They are flatterers, their hearts insincere. What is flattery? It is being a synchophant. When they see the Governor coming, they open the car-door for him, pour his tea, and light his cigarettes. They simply cannot do enough for him. They are not even that respectful towards the Buddha! When they see a high official coming, they invariably find a way to rub elbows with him. They are not sincere. They are not straightforward. For example, basically they may be out to borrow money from you because they know you have got it, but they do not come out directly and say, “I would like to borrow some money from you.” What do they say?
“Ah, today I need a little money. I think I will go ask so and so if I can borrow it from him.” They say this hoping that you will “volunteer” to help them out. Their tactics are round about, crooked, and devious.
Throughout ten billion eons, they do not hear the Buddhas’s name, nor do they hear the Proper Dharma. They do not hear the Buddha’s name and they do not have a chance to listen to the Sutras. Why not? They lack good roots.
Those of you who are able to listen to the lectures on the sutras all have good roots. People without good roots might come and sit for a minute, but they would soon feel like they were sitting on needles. “Ouch!” They would hurry and get up and run away. Why? It is because they have no good roots, and they cannot sit for even a second before running off.
Here in San Francisco we lecture the Sutras every evening. I ask you, are those who do not come here to listen to the Buddhadharma in the majority or are those who do come in the majority? This question is like the one the Buddha asked his disciples. He picked up a handful of earth and said, “Take a look. Is there more dirt in my hand or is there more on the ground?”
The disciples answered, saying, “Naturally there is more dirt on the ground and less in the Thus come One’s hand.”
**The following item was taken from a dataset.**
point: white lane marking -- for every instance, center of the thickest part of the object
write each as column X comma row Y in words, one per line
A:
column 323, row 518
The Buddha said, “Those who obtain a human body are like the dirt in my hand; those who lose the body of a human being are like the dirt on the earth.” Those who lose their human body and are unable to return in their next life as a person are as many as the vast amount of dirt on the Earth. Instead of being reborn in a human body, they fall instead into the three evil paths and become ghosts or animals.
Now, I can make an analogy, too. Those who come to listen to the Sutra lectures are like the dirt in my hand. Those who do not come to listen to the Sutras are like the dirt on the Earth. See how rare they are? Those who come to hear the Sutras are like gold. They all have good roots. Those who do not come are like dirt. You all have a very rare opportunity to listen to the Dharma. In all of America, you will not find another Buddha Hall where the Sutras are lectured every night. They may lecture once a week, but here we lecture every single night. This is really inconceivable. In the future you are all destined to become the pioneers of American Buddhism.
Such people are difficult to save. People like this, people without good roots, are especially hard to take across. In San Francisco, with its population of several hundred of thousands of people, only these twenty or so are really determined to listen to the Sutras. Rare indeed! Those without good roots are hard to save. You can teach them the clear, correct, principles of the Buddhadharma. They will listen and know that you are correct, but they will still oppose you. Would you say this was strange or not? Why does this happen? It happens because they have no good roots. If they had good roots, they would listen to the Buddhadharma and put it into practice.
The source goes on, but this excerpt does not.